Les seuils d'alerte sont fixés par un arrêté également publié en décembre 202410(*). Pour se trouver dans une situation financière considérée comme soutenable, les établissements doivent :
- disposer d'un niveau de trésorerie supérieur à 30 jours de fonctionnement de l'établissement ;
- disposer d'un niveau de son fonds de roulement supérieur à 15 jours de fonctionnement ;
- ne pas voir leurs charges de personnel dépasser 83 % (ou 85 % dans le cas des établissements en lettres et sciences humaines) de leurs recettes.
Concernant le niveau de trésorerie, d'après la Cour des comptes11(*), la part de la trésorerie fléchée pour l'ensemble des opérateurs du programme 150 a nettement progressé sur les années 2020-2023 : la part des ressources non immédiatement mobilisables a augmenté de 30 % en quatre ans.
La médiane du niveau de trésorerie pour l'ensemble des établissements RCE reste deux fois supérieure au seuil d'alerte de 30 jours, malgré une dégradation par rapport aux années précédentes. En revanche, une vingtaine d'établissements sont proches du seuil d'alerte.
Évolution de la trésorerie des établissements d'enseignement supérieur
(en jours de trésorerie disponible)
Source : commission des finances d'après les données du ministère
La capacité d'autofinancement des établissements d'enseignement supérieur a diminué sur la période de 25 %. Les dettes financières atteignent ainsi un niveau élevé de 866 millions d'euros pour l'ensemble des opérateurs du programme 150.
Concernant le deuxième critère, les niveaux des fonds de roulement des établissements d'enseignement supérieur commencent à refluer après avoir atteint des niveaux particulièrement élevés au cours des dernières années.
Le nombre d'établissements en difficulté au sens du nouveau décret est néanmoins en hausse : un seul établissement disposait d'un fonds de roulement inférieur à 15 jours en 2023. Ils étaient 24 en 2024. En revanche, 44 établissements conservaient un fonds de roulement supérieur à 50 jours. Pour 21 établissements, le fonds de roulement était supérieur à 80 jours de fonctionnement.
Évolution des fonds de roulement disponibles
(en jours et en nombre d'établissements)
Note : ce graphique représente le fonds de roulement des seuls établissements RCE
Source : commission des finances d'après les données du ministère. Données 2024 non définitives.
Concernant le dernier critère, en 2024, 28 établissements ont des charges de personnels supérieures à 83 % de leurs produits.

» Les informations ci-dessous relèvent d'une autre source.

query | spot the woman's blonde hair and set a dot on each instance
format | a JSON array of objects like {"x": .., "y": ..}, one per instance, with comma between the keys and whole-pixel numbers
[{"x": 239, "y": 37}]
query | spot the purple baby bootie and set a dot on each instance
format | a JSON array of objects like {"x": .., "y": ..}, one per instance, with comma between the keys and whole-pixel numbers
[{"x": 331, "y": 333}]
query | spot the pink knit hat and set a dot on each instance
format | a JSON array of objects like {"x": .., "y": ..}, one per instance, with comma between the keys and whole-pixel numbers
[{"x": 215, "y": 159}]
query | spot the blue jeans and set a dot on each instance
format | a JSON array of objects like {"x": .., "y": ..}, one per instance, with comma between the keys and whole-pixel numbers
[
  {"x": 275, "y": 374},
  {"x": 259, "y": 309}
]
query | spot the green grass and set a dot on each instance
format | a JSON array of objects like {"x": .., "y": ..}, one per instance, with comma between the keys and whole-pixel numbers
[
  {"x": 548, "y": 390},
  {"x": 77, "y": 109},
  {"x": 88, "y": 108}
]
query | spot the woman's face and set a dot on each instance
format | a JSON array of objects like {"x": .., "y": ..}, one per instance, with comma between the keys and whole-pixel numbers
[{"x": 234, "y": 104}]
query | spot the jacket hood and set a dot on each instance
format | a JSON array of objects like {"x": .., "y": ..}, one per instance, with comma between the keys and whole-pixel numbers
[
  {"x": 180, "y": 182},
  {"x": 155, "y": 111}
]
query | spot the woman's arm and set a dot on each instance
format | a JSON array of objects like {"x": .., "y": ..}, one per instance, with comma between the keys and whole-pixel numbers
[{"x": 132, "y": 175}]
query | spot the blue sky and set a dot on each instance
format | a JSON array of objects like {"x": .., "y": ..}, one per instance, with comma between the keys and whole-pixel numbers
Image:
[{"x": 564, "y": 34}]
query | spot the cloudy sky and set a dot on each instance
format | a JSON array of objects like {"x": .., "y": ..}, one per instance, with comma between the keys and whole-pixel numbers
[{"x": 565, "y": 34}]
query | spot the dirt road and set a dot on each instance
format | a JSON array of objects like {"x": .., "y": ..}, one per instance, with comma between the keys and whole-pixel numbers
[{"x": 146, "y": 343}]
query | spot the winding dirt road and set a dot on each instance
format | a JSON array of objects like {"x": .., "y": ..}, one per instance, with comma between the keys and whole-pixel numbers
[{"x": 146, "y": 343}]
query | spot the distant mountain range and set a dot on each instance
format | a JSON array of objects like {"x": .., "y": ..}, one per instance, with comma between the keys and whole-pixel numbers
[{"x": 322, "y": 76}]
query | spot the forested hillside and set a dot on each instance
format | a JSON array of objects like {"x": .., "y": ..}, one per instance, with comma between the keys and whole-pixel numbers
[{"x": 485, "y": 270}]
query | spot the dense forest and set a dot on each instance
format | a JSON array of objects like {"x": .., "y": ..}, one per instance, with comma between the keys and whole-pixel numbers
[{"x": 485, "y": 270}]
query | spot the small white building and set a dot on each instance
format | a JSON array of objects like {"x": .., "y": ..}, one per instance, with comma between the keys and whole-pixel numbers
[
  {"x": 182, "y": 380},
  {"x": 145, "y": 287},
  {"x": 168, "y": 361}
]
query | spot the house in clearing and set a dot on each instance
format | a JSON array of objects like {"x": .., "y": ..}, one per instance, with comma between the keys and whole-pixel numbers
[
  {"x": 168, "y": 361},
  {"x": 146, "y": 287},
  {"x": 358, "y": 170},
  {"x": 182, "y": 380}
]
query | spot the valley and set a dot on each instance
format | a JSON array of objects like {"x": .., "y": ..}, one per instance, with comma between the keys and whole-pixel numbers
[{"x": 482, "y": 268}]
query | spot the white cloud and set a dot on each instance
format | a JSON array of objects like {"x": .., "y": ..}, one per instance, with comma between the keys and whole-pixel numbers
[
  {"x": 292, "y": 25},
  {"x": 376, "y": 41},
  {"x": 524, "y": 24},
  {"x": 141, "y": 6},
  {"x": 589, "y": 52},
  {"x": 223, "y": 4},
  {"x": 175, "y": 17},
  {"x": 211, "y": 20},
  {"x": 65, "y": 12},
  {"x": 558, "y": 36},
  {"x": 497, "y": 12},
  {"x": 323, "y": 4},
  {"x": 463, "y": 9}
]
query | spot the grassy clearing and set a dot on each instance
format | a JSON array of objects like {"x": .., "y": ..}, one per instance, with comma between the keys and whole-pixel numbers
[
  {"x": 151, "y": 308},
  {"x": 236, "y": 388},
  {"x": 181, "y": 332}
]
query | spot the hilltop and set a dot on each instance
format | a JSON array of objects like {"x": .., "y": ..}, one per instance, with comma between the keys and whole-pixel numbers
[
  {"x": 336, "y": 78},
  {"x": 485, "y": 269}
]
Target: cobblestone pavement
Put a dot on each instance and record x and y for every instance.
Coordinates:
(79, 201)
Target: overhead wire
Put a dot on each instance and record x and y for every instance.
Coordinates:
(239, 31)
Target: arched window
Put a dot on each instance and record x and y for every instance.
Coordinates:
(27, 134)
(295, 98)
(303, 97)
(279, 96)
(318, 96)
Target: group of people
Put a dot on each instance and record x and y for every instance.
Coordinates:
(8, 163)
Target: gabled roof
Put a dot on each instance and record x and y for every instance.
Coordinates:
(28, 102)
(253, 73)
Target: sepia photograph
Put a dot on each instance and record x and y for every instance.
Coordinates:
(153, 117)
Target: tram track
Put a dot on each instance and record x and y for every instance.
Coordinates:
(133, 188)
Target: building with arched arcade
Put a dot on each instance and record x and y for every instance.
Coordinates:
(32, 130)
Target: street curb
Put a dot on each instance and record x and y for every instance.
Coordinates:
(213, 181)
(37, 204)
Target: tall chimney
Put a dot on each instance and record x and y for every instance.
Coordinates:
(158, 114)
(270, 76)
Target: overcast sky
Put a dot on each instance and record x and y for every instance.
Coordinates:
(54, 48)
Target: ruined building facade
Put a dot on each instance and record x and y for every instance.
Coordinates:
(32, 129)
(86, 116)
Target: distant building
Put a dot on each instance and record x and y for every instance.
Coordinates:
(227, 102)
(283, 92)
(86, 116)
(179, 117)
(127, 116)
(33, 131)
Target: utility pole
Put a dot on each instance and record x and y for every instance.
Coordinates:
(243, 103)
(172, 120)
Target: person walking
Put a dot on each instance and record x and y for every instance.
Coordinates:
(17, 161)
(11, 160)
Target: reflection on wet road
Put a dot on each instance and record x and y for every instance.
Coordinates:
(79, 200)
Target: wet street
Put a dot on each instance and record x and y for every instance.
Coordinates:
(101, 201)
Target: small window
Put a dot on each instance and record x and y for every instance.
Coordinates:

Il faut noter que cette même année, seuls 6 établissements remplissaient cumulativement les trois critères et concentrent les plus grandes difficultés qui appellent à une vigilance accrue.
L'analyse macroéconomique de la situation des établissements d'enseignement supérieur va dans le sens d'une résilience des indicateurs financiers, dans un contexte de croissance des budgets et des moyens octroyés par l'État depuis la loi LRU, même si les dépenses augmentent, elles, parallèlement plus vite. La contractualisation avec les établissements doit constituer un outil de pilotage pour les établissements les mieux dotés et de sauvegarde pour ceux les plus en difficulté.
* 9 Décret n° 2024-1108 du 2 décembre 2024 relatif au budget et au régime financier des établissements publics à caractère scientifique, culturel et professionnel.
* 10 Arrêté du 5 décembre 2024 relatif aux seuils de soutenabilité budgétaire des établissements publics à caractère scientifique, culturel et professionnel du ministère chargé de l'enseignement supérieur.
* 11 Analyse de l'exécution budgétaire 2023 sur la mission « Recherche et enseignement supérieur », Cour des comptes, avril 2024.